The issue isn't with the candidate it's with the application of the candidate. You've presented two different things as the same. The initial screening process at many companies is pretty deterministic, based on fixed inputs in the person's application, and so can somewhat be easily gamed unless it is continually refined by engineering leadership to counteract some of the dynamics I mentioned by those who basically make a living trying to get all of their students through these screens.

If there is a sufficient correlation between radically underqualified candidates passing the initial screens due to their applications being (retrospectively) designed by the coding boot camp to do so, then it's reasonable to assume applications from those boot camps contain basically no real signal, and so really don't say much one way or another about the candidate's technical skills. In general, interviewing people is costly, and so with minimal signal you'll just say "no."

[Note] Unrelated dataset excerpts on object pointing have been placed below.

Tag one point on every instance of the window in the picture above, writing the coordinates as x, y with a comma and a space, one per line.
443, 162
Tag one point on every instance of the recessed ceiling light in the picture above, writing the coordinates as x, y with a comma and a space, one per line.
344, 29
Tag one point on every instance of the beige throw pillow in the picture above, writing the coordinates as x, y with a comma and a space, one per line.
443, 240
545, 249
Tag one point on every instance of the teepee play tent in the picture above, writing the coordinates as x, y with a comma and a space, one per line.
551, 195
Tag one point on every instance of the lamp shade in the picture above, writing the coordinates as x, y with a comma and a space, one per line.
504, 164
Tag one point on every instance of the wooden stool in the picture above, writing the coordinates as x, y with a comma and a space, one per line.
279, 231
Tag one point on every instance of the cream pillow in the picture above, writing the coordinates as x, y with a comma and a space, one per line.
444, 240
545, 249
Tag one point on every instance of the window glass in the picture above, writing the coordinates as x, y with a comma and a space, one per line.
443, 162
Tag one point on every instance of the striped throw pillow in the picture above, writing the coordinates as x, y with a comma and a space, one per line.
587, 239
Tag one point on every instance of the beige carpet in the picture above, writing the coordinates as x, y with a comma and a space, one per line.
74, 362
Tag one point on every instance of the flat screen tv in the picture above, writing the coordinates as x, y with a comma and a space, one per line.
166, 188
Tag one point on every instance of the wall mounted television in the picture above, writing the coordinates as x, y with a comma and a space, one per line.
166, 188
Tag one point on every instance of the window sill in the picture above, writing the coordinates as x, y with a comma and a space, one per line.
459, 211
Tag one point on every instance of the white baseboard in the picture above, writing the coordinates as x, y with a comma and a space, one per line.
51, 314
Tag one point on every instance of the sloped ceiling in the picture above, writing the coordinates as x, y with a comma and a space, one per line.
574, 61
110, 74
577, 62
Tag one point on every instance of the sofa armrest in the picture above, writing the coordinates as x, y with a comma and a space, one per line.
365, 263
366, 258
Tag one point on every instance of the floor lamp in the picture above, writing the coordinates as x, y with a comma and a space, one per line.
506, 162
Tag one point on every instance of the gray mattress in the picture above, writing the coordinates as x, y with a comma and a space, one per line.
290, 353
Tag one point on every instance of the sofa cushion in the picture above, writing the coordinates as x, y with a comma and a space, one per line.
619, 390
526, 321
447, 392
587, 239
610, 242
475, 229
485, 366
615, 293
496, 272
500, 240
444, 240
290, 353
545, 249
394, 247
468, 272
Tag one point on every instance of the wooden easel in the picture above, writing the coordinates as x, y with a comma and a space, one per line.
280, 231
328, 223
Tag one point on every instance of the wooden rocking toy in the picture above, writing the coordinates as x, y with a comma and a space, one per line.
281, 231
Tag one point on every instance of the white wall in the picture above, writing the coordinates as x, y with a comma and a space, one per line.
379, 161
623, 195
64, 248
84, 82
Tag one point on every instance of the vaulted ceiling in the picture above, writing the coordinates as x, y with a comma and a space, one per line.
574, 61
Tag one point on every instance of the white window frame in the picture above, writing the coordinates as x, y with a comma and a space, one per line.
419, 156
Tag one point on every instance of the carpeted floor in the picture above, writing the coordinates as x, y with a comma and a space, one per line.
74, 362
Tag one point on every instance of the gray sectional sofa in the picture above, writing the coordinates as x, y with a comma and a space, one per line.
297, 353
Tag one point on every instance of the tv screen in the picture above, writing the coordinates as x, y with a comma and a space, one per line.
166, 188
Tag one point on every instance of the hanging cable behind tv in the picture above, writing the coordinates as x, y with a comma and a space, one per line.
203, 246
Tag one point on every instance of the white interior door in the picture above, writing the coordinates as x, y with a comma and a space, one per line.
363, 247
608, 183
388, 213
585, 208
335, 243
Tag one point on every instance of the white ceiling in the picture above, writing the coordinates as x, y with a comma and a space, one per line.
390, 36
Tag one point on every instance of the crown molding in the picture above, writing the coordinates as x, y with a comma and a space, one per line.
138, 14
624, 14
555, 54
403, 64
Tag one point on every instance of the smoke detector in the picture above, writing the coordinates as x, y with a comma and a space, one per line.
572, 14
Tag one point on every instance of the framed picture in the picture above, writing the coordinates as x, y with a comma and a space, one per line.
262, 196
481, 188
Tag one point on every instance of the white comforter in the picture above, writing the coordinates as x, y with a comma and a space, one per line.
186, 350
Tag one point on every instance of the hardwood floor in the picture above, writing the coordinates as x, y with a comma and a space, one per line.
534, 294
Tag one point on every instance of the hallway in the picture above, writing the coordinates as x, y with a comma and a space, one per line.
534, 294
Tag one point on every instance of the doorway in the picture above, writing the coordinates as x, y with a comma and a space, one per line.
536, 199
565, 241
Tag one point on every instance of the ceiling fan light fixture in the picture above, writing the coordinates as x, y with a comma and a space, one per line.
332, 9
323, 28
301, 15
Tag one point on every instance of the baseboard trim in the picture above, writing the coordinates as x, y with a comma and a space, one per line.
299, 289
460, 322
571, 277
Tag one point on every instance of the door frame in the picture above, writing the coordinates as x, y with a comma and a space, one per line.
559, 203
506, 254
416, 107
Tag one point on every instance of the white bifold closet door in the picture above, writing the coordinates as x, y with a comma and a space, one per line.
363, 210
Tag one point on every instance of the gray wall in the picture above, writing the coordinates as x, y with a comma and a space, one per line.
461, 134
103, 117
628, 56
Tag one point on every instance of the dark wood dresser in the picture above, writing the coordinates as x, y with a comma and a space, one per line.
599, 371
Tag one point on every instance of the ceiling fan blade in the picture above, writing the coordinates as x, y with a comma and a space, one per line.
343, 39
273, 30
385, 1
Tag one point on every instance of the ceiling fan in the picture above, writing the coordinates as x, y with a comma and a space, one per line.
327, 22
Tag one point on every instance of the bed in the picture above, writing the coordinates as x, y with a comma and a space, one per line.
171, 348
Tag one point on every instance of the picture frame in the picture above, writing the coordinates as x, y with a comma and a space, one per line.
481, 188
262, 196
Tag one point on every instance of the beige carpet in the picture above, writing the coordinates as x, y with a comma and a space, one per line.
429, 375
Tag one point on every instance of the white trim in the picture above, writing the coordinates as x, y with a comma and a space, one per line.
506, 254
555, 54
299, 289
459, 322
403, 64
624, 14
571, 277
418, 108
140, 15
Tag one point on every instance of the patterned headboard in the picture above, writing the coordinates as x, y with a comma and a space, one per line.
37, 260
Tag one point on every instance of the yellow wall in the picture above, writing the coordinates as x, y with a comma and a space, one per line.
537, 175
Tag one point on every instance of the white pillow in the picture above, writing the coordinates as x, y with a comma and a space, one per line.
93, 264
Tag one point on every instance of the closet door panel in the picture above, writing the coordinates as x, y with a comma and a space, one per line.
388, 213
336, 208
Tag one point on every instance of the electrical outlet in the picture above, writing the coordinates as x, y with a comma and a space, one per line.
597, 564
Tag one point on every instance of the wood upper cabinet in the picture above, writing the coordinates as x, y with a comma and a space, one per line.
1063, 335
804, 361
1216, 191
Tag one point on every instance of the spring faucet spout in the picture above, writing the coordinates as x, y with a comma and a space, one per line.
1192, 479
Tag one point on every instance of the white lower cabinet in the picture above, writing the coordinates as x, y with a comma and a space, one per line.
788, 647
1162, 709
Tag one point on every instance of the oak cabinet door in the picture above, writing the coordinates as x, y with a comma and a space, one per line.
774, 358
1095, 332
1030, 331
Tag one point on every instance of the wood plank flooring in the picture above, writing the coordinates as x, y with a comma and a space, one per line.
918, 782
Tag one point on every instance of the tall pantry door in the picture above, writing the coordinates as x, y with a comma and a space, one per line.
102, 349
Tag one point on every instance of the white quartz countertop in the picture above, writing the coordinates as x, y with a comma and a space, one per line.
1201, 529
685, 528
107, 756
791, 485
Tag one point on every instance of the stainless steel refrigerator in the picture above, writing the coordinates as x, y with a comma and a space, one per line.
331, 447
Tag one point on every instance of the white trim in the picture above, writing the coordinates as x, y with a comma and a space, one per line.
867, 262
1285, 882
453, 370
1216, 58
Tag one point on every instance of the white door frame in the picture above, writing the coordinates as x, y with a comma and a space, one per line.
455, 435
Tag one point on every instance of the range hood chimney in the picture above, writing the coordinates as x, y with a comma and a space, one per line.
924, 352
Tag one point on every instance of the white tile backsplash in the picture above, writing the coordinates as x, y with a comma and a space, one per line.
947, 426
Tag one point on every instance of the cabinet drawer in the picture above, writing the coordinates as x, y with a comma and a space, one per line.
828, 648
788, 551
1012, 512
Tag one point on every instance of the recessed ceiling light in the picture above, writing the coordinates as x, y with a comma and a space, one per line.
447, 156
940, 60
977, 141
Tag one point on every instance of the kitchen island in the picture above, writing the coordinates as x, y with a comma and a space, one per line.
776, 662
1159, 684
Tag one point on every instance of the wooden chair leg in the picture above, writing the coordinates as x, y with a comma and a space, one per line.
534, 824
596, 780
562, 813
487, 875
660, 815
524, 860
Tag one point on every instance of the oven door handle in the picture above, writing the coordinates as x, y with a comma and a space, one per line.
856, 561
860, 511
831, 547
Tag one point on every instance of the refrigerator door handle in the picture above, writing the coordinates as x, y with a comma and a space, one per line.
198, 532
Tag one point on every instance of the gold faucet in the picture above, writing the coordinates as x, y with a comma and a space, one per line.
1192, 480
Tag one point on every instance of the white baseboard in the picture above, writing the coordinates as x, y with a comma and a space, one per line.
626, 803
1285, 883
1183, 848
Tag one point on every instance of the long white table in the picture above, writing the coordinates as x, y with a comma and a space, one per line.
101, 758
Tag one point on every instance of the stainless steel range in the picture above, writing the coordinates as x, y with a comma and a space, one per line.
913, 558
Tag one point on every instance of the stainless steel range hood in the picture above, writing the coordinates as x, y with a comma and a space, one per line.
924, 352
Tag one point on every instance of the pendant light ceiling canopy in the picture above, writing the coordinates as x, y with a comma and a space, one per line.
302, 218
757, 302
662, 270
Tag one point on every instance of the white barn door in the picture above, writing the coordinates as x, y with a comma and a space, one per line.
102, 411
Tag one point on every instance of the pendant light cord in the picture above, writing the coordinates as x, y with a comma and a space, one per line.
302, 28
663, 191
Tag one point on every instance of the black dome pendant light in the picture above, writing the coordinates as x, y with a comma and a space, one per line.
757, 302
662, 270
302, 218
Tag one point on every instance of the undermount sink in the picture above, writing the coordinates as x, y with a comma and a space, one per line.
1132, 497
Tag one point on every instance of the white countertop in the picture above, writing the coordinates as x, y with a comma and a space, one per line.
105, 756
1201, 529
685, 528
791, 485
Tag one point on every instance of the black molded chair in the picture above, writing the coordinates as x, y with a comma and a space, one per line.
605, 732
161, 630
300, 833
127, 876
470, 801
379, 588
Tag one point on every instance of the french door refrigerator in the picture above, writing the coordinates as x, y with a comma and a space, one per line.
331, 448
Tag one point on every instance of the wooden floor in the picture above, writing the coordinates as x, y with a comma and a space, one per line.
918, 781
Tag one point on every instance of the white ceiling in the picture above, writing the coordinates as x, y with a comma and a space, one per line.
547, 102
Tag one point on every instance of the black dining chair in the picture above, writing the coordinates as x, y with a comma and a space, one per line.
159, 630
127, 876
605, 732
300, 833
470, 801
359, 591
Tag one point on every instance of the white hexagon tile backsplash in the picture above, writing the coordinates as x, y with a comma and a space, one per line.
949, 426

On the other hand, if there is no coding boot camp on the resume, there's no reason to believe the person's resume, github profile, etc, has been hand crafted by domain experts around passing technical job screens. You can much more likely take it at face value. So, that is why my honest advice at this time is to leave it off, because you are probably doing more harm than good. (This doesn't mean remove the work from your github or wipe the knowledge you had from your brain, just don't put it there because it may be sending a negative signal, regardless of your own merit.)

Once the person is in the door for an interview or the job their application is, generally speaking, not very relevant at that point vs their actual abilities to get the job done and work well on the team.


The post above highlights the negative stereotype of bootcamp grads (being under-experienced and under-qualified for the jobs they apply for), and therefore recommends highlighting your experience and projects over your bootcamp certification.

If you have a "great resume" then a bootstrap certification is not what makes it great. Self taught developers prove that a degree is not essential, and being self taught shows motivation and interest.

If someone disagrees with you and they have more experience and/or education, then your level of knowledge is the first thing they would attack, so again keeping it on your resume is no advantage in that case.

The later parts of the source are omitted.